Kourtney Jason, an entertainment writer now living in New Jersey with her husband, received a bachelor's degree in journalism in 2007 but "also earned a degree in how to hold her liquor, thanks to the dozen-plus bars within walking distance of the California State University, Chico campus." (She wrote a sex column for The Orion during her time at the university.)
Jason (kourtneyjason.com) has teamed with Darcy Pedersen, a Northern California-based actress and editor who received a degree in theatre arts from Chico State, to produce "The College Bucket List" ($14.95 in paperback from Ulysses Press; also for Amazon Kindle).
Subtitled "101 Fun, Unforgettable, And Maybe Even Life-Changing Things To Do Before Graduation Day," the book comes "from two women with college degrees from a certified party school, so you know we know how to have a good time.

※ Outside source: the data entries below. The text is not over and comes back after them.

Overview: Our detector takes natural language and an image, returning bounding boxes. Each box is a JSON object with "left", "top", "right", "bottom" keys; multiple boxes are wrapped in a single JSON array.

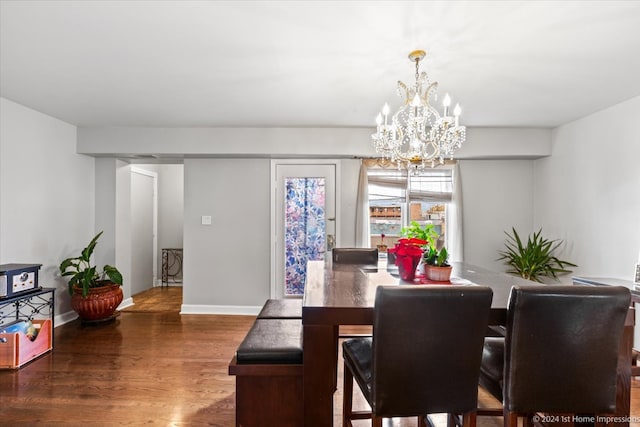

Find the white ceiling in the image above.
[{"left": 0, "top": 0, "right": 640, "bottom": 127}]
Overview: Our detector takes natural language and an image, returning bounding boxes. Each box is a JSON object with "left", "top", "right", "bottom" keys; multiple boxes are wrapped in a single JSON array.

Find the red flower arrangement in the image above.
[{"left": 389, "top": 238, "right": 427, "bottom": 282}]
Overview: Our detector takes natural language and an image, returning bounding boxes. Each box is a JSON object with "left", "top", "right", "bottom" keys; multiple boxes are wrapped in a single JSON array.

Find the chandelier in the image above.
[{"left": 371, "top": 50, "right": 466, "bottom": 171}]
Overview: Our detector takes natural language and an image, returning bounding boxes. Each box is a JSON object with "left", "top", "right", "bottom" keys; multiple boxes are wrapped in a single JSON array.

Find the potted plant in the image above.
[
  {"left": 377, "top": 233, "right": 387, "bottom": 252},
  {"left": 389, "top": 238, "right": 427, "bottom": 282},
  {"left": 423, "top": 245, "right": 452, "bottom": 282},
  {"left": 400, "top": 221, "right": 438, "bottom": 246},
  {"left": 498, "top": 227, "right": 577, "bottom": 283},
  {"left": 60, "top": 231, "right": 123, "bottom": 321}
]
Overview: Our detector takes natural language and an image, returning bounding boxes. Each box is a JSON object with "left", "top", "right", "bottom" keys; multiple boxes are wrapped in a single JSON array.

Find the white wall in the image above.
[
  {"left": 0, "top": 98, "right": 93, "bottom": 320},
  {"left": 78, "top": 127, "right": 551, "bottom": 159},
  {"left": 183, "top": 159, "right": 270, "bottom": 312},
  {"left": 534, "top": 97, "right": 640, "bottom": 280},
  {"left": 460, "top": 160, "right": 534, "bottom": 271}
]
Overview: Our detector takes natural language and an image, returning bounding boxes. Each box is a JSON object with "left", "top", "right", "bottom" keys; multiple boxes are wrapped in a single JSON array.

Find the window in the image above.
[{"left": 367, "top": 169, "right": 453, "bottom": 251}]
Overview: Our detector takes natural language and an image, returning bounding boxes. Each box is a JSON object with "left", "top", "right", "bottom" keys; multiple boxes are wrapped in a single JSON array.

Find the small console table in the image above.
[
  {"left": 0, "top": 288, "right": 55, "bottom": 369},
  {"left": 0, "top": 288, "right": 55, "bottom": 326},
  {"left": 162, "top": 248, "right": 182, "bottom": 286}
]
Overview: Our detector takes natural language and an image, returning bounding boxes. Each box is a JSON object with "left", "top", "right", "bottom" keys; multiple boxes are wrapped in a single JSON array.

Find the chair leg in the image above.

And we're here to spill all we learned as coeds."
Organized under nine headings (from cultivating school spirit to "things not to tell mom or grandma"), each item is a breezy one-or-two-page chapter, with plenty of exclamation points, all with a common purpose: "We are a big proponent of getting out of your comfort zone and trying new experiences, especially during your college years."

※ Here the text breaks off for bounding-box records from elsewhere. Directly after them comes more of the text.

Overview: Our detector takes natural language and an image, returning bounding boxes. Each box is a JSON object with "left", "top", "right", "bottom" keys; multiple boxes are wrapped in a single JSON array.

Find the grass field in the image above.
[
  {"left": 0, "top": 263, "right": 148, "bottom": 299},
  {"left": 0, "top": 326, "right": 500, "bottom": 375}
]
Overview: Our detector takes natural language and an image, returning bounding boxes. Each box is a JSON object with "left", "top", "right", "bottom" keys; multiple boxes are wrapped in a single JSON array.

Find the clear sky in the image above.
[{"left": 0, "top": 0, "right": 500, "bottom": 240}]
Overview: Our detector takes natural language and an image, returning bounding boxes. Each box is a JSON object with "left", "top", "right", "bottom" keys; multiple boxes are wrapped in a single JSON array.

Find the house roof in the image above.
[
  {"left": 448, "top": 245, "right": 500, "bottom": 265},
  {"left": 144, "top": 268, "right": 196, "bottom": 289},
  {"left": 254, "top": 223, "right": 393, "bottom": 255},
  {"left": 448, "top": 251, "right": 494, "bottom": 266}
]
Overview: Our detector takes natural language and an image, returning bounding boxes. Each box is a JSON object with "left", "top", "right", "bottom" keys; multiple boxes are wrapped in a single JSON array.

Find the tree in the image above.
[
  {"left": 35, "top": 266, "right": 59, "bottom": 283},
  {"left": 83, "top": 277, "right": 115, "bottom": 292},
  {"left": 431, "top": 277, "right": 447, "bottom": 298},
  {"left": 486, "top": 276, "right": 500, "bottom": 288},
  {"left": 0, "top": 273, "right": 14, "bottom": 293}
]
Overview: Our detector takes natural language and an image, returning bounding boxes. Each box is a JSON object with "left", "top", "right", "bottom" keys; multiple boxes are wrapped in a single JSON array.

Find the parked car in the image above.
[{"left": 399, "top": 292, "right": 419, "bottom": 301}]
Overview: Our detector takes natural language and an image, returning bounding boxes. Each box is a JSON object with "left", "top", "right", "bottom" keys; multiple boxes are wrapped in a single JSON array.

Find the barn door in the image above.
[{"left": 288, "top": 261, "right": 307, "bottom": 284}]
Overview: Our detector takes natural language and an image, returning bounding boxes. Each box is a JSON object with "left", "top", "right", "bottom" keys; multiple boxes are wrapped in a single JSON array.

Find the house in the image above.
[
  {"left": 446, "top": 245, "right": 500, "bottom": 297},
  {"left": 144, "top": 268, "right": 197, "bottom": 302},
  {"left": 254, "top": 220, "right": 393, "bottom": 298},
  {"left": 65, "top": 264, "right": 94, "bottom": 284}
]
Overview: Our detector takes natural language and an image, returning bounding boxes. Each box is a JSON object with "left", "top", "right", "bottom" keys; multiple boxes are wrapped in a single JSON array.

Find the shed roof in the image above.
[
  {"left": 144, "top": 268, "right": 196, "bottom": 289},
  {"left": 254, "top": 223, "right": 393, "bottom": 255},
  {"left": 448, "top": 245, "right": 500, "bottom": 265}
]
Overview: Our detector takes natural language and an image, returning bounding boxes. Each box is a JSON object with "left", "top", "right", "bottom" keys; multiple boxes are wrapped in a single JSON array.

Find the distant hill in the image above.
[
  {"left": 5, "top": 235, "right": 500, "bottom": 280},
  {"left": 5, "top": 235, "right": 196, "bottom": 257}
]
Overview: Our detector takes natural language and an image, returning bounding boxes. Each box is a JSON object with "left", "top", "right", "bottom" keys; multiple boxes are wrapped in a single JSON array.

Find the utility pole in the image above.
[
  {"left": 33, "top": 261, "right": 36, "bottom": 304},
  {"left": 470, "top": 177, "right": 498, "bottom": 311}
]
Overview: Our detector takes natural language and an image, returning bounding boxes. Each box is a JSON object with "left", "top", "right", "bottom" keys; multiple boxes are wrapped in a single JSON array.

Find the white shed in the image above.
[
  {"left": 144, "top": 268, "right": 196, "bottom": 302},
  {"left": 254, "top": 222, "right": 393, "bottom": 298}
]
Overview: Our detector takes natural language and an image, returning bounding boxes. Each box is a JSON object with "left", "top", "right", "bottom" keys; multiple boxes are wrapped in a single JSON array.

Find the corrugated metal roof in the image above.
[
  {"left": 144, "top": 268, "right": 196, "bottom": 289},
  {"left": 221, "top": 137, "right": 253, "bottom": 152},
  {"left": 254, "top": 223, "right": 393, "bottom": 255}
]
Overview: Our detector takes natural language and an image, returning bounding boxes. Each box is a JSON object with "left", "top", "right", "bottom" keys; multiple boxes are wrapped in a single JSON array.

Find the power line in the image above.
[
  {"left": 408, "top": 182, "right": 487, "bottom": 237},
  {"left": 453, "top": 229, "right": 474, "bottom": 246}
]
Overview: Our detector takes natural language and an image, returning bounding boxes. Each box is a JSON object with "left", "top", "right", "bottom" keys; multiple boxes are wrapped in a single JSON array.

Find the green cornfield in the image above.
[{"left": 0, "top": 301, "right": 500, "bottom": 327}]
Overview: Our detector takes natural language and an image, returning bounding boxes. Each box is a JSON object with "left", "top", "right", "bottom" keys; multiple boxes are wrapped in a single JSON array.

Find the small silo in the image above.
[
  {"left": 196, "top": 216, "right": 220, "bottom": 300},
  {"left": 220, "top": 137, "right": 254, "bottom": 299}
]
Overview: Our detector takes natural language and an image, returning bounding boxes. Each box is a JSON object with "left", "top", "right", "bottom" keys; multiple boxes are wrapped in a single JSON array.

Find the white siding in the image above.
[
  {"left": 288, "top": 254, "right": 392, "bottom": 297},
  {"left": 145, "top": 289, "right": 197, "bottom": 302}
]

They advocate responsible drinking and safe sex, but they don't shy away from either, including inventing "signature drinks" to having a one-night stand (after considering a short list of pros and cons).

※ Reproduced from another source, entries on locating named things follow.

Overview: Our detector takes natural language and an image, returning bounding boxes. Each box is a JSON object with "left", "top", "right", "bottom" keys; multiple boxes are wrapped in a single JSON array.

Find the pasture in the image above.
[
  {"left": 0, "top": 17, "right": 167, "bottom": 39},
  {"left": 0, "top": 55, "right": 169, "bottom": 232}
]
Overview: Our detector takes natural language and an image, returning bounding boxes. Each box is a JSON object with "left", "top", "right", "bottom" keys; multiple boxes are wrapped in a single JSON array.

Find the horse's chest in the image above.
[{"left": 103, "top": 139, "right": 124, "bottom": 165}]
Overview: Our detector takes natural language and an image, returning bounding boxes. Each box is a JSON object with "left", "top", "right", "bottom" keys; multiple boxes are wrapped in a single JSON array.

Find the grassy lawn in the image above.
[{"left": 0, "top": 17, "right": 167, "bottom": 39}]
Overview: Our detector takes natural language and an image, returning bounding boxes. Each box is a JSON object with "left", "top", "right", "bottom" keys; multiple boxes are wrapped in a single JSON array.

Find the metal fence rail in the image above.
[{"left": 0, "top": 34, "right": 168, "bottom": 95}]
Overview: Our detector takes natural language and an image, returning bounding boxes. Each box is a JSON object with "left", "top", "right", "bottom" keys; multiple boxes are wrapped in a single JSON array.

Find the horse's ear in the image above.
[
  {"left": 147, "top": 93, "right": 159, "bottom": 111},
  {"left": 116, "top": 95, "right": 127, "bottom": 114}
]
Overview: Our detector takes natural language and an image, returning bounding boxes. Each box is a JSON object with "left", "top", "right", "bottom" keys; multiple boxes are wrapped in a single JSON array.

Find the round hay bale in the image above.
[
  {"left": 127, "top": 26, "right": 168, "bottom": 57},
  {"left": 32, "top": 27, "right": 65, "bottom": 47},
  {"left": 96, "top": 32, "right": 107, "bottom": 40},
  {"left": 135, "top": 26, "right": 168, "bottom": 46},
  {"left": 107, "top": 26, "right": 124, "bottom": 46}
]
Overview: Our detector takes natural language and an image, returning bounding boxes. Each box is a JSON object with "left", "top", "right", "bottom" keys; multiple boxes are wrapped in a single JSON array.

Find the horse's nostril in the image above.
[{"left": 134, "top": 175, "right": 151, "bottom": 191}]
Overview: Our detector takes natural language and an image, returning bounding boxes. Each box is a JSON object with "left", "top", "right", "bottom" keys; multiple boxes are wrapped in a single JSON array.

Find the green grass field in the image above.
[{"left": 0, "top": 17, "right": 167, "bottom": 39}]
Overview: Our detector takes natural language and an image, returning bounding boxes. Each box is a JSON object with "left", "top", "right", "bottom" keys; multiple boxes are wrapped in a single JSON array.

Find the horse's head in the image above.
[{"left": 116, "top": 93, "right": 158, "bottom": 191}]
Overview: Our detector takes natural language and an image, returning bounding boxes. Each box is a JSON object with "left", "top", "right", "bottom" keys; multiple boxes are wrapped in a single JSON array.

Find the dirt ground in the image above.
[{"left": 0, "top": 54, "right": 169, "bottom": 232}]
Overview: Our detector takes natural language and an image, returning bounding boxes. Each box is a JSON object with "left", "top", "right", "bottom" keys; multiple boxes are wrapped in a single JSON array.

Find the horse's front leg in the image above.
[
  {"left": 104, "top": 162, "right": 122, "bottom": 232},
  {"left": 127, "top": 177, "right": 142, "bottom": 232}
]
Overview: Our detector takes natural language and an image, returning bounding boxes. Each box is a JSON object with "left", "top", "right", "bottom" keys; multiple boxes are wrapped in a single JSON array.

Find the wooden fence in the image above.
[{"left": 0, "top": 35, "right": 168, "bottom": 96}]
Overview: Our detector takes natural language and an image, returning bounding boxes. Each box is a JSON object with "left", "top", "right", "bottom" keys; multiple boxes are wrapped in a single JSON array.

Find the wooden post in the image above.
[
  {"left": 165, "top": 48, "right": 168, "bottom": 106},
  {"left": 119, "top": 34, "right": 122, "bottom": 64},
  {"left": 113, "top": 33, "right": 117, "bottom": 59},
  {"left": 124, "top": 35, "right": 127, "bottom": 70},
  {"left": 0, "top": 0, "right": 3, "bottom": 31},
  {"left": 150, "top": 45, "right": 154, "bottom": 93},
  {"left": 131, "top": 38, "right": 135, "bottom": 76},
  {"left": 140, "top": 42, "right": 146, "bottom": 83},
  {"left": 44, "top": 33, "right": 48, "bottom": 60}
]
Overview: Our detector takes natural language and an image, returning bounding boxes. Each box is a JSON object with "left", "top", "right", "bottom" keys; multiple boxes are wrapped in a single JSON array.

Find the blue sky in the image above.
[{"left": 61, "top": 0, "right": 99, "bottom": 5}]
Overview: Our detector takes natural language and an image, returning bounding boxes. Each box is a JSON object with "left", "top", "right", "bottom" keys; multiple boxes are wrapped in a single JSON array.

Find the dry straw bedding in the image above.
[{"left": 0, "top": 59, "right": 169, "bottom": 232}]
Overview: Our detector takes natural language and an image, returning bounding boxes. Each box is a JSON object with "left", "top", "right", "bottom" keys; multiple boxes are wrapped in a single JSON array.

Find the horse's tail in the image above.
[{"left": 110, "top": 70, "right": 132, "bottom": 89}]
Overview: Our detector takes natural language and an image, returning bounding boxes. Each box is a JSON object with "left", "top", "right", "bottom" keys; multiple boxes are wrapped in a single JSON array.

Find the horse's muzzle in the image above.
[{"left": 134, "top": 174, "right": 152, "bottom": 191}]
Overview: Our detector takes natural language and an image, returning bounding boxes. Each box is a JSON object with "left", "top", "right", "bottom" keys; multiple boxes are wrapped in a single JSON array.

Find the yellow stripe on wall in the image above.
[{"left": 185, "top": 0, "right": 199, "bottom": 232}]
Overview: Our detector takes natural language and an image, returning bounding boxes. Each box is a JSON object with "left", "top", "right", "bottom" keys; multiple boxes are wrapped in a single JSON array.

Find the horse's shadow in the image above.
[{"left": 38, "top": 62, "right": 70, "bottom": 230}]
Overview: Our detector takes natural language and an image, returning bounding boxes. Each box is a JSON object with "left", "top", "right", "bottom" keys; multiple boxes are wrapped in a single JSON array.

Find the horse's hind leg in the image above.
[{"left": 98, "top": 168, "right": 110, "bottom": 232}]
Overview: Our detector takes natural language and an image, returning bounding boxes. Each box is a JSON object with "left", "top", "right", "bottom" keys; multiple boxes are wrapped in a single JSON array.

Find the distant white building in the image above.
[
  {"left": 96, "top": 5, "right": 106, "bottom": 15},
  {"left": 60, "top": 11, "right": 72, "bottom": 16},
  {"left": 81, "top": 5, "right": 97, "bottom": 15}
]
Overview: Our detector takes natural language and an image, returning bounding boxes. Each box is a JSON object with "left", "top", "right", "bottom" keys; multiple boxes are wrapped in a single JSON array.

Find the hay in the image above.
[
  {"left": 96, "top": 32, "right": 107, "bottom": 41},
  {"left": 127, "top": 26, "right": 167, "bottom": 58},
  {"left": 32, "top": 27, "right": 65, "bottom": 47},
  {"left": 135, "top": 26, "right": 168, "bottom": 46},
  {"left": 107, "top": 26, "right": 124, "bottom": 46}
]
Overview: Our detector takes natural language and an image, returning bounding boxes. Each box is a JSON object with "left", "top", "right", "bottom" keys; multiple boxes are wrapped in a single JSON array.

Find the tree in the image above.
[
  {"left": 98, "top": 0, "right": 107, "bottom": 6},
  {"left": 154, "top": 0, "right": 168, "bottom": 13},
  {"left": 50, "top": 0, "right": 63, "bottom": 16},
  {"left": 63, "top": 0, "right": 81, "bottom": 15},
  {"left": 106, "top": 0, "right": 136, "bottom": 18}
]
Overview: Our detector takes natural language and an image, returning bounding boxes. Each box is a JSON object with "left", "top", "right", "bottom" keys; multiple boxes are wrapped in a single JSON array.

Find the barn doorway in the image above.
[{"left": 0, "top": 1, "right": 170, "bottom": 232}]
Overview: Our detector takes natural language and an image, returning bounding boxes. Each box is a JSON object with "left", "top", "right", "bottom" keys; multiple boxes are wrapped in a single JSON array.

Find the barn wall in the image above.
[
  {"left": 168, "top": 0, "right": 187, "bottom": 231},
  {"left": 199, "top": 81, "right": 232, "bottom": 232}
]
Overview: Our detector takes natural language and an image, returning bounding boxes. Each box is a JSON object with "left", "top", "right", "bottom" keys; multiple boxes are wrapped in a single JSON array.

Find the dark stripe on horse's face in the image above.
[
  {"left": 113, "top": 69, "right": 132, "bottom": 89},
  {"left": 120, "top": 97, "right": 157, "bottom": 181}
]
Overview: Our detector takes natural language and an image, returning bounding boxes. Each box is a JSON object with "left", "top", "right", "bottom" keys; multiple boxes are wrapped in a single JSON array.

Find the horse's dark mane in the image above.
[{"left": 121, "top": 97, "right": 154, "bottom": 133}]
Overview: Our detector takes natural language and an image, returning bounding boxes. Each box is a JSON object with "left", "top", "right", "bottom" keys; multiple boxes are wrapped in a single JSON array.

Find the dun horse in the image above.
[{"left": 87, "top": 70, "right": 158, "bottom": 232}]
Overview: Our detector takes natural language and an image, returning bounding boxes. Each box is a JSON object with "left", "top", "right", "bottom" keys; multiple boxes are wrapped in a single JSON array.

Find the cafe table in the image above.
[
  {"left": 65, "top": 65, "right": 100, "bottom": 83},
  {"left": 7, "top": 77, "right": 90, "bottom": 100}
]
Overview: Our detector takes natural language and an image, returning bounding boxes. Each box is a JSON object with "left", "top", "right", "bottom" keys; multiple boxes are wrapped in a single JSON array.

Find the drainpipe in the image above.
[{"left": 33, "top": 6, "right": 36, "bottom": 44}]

College is also a transition: "Think of college as high school 2.0. In high school, you had to do anything and everything you could to make yourself an attractive prospective student. In college, now you must do the same to make yourself an attractive future employee." So "attempt to learn a different language" or "do a summer internship."
The book assumes readers have some measure of good judgment, especially regarding the more risky items. Graduates looking back may well be able to check many things off the list, but those who see it as a challenge to be completed might be most in need of wise counsel. In the end, the book reflects modern college life and the pains and pleasures of navigating the world of young adults.